Yes, indeed. I agree that the rooms are super-contaminated. But they are not as dangerous as an equivalent room, say, inside a nuclear reactor (as in the Chernobyl basement) or if the plutonium were to be replaced with the same mass of typical fission products.

There is a place in the Nevada Test Site where the AEC in 1958 (somewhat foolishly) tested bomb safety by intentionally misfiring a bomb, hopefully causing the HE to spread the plutonium core over an area some hundreds of yards wide, as opposed to a failure, in which the bomb explodes with anything from tens to thousands of tons equivalent. Only four such tests were conducted (all successful) before they decided, reluctantly, that it would be a good idea to do that 1/2 a kilometer underground. The place is called Plutonium Valley, for obvious reasons. It is on the side of the cratered area, not fenced or otherwise marked. Visiting there involves dressing in a paper suit and a filter respirator, to handle the dust and to keep from tracking it elsewhere. There are other places in the NTS that are much more problematic.

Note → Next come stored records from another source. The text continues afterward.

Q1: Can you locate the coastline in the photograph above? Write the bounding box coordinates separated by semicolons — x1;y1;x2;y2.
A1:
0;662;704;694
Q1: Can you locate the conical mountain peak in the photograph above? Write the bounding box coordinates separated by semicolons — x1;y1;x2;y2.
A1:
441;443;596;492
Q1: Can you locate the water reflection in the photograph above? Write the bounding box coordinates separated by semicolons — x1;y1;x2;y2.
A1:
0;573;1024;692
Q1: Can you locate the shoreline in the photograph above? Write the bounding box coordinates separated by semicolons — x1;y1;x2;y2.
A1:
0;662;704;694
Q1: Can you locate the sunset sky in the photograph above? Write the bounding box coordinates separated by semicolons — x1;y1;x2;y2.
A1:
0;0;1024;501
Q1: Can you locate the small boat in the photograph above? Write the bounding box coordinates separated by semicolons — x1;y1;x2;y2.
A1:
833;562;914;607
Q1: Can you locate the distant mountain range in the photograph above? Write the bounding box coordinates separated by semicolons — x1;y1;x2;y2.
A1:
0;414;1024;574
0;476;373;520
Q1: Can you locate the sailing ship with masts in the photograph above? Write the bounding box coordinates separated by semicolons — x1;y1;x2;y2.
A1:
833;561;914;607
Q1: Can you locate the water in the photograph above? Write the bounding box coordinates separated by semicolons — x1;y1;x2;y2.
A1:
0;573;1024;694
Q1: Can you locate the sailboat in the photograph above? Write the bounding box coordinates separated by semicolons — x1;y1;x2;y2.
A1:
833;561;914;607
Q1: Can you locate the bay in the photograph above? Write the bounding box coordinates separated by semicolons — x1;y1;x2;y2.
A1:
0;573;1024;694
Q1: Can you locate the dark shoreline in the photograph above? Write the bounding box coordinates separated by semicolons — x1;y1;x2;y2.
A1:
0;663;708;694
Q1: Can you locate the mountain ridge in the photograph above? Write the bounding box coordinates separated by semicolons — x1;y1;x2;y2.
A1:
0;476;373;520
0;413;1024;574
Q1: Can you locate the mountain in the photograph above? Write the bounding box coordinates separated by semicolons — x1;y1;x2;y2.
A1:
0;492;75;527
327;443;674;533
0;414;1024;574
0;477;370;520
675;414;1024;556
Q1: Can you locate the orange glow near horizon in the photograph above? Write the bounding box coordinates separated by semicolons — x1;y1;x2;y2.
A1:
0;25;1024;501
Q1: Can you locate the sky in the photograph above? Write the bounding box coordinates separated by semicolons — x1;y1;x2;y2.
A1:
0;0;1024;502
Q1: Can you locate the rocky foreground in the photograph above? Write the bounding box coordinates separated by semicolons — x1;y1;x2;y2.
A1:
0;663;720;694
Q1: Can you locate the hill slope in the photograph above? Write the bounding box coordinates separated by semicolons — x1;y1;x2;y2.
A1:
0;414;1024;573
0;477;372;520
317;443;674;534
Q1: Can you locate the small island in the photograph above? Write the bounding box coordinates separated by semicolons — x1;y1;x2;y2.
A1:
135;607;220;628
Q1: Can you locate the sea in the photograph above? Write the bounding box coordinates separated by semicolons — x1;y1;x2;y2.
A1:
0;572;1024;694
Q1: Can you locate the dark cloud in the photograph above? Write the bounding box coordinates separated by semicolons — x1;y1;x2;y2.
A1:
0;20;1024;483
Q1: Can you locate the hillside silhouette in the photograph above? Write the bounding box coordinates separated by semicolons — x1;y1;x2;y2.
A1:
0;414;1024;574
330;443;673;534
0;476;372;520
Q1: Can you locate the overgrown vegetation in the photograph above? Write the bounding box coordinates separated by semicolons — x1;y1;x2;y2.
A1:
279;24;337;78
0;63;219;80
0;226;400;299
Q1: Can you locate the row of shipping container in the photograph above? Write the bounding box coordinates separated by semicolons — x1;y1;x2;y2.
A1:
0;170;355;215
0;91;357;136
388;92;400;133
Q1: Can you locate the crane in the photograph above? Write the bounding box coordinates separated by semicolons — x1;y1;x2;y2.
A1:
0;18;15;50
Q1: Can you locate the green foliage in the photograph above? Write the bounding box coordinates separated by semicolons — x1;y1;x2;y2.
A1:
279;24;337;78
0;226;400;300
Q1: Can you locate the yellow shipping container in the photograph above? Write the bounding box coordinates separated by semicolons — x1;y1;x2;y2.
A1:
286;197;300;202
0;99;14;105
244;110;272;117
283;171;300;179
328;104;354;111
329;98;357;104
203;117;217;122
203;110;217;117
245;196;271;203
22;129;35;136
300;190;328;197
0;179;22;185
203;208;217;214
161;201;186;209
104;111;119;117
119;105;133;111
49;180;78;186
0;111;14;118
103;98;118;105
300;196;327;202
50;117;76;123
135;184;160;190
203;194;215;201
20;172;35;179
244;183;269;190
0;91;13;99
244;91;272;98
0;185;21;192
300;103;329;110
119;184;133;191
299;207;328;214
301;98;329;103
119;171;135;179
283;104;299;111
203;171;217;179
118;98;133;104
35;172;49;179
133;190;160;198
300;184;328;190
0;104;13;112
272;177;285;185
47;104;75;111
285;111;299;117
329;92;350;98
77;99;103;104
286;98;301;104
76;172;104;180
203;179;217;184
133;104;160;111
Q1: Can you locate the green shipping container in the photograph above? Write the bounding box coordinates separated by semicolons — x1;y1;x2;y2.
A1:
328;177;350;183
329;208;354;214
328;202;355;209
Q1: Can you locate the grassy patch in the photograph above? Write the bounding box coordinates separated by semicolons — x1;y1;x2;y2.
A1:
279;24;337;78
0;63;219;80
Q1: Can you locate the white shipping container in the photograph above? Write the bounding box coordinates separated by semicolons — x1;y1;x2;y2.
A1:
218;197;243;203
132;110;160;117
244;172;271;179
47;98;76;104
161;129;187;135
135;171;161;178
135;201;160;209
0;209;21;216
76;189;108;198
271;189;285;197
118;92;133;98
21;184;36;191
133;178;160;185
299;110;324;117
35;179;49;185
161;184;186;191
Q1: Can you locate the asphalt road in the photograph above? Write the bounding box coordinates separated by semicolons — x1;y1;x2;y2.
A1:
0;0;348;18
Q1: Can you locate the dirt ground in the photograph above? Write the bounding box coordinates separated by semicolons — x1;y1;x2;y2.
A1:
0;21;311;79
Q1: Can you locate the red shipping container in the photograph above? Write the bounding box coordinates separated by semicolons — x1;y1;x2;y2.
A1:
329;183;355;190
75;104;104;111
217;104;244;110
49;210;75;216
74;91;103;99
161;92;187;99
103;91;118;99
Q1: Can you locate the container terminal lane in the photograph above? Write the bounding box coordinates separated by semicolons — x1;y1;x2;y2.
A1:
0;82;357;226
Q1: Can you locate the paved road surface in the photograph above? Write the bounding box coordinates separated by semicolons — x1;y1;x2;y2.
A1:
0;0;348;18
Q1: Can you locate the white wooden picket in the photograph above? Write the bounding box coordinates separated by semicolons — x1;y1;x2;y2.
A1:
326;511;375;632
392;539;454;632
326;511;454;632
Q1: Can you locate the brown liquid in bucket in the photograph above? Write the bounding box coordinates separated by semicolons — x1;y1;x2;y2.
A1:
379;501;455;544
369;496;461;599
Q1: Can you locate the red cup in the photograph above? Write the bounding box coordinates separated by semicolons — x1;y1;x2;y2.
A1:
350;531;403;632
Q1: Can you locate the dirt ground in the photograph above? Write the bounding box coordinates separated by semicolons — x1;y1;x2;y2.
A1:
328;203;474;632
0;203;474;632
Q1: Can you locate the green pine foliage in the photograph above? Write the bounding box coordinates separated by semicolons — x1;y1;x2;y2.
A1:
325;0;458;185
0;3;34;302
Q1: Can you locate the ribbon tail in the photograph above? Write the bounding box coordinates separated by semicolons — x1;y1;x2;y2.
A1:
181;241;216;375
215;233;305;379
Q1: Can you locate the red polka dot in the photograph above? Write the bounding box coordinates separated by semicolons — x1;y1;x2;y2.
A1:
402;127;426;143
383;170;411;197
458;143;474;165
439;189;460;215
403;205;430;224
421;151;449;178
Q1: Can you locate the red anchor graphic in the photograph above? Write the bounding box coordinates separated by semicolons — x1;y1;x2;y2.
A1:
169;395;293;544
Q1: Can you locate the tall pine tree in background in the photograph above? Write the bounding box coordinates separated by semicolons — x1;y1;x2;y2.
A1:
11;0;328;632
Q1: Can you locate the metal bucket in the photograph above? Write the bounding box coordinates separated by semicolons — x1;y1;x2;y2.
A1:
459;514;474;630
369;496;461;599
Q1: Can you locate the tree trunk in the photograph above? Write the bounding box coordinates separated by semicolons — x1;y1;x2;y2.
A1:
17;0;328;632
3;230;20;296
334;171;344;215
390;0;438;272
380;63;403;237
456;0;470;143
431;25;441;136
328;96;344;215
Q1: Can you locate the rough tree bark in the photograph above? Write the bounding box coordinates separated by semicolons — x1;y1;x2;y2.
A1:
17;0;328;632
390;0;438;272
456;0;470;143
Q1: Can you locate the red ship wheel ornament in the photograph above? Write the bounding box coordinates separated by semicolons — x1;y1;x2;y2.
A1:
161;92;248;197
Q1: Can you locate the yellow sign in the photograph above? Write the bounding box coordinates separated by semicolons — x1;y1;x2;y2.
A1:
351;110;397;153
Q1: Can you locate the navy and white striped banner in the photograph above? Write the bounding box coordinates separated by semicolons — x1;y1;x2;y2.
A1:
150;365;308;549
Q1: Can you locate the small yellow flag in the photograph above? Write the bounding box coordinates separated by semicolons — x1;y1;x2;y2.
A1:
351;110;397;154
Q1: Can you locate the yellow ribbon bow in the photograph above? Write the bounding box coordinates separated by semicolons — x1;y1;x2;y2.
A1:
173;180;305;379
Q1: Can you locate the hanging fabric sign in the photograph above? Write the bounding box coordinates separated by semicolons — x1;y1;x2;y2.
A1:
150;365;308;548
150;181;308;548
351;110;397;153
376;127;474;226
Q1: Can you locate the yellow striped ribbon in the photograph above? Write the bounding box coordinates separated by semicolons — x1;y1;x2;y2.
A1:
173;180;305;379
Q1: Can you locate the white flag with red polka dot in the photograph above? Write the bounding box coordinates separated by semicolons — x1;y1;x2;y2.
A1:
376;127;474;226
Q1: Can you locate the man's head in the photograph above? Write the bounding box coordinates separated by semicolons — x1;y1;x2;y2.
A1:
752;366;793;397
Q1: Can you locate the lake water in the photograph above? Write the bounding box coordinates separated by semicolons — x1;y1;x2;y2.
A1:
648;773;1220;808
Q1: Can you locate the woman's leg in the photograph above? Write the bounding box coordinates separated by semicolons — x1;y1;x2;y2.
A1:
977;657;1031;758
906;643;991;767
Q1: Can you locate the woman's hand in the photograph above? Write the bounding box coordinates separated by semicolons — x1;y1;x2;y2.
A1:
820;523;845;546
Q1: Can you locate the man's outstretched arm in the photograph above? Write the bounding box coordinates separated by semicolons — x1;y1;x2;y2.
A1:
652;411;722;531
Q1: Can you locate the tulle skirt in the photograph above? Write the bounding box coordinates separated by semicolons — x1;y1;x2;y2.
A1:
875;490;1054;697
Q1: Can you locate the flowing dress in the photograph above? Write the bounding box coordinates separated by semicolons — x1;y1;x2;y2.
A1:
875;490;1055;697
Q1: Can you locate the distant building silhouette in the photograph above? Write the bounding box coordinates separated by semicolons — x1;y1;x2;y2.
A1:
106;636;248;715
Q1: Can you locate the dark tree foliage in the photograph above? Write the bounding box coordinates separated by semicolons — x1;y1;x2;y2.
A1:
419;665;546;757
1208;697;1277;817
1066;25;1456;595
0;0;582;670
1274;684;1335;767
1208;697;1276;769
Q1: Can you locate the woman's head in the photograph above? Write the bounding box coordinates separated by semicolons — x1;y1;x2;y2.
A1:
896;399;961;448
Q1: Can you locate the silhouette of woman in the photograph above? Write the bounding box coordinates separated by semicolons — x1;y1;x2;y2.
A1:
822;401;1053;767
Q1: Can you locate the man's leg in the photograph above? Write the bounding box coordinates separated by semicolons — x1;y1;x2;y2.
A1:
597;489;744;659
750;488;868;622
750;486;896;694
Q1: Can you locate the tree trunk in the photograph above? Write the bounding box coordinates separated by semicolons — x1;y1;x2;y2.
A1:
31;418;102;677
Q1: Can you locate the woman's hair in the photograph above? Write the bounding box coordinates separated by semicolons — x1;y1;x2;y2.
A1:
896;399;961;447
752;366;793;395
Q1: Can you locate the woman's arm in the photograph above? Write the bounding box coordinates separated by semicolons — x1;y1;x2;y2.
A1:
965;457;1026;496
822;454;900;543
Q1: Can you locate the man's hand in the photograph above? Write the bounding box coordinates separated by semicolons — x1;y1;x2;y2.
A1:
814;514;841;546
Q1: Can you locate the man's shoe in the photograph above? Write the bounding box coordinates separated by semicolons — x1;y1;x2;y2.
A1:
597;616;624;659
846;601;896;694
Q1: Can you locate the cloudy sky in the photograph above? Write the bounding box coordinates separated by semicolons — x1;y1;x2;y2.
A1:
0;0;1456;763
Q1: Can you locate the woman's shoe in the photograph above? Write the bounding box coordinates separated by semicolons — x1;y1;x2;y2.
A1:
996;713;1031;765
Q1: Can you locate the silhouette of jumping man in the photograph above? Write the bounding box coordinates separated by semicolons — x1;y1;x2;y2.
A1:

No one goes there anymore.


Au contraire. If you have Google Earth handy, send it to 39.89344,-105.20160. That's the Rocky Flats plant now, a nature conservancy area. Open the "Show Historical" tool, and dial back to 1999 to see what it looked like. Your cursor is resting on building 776/777. There's a site map at

Rocky Flats Site Map


Edit: Your link seems to be broken, Hope you don't mind if I fix it...

atomicinsights.com...


No, indeed. My thanks.


I would counter that with some info about PU in living cells:

www.abovetopsecret.com...


I'll read it over and if appropriate, will comment there.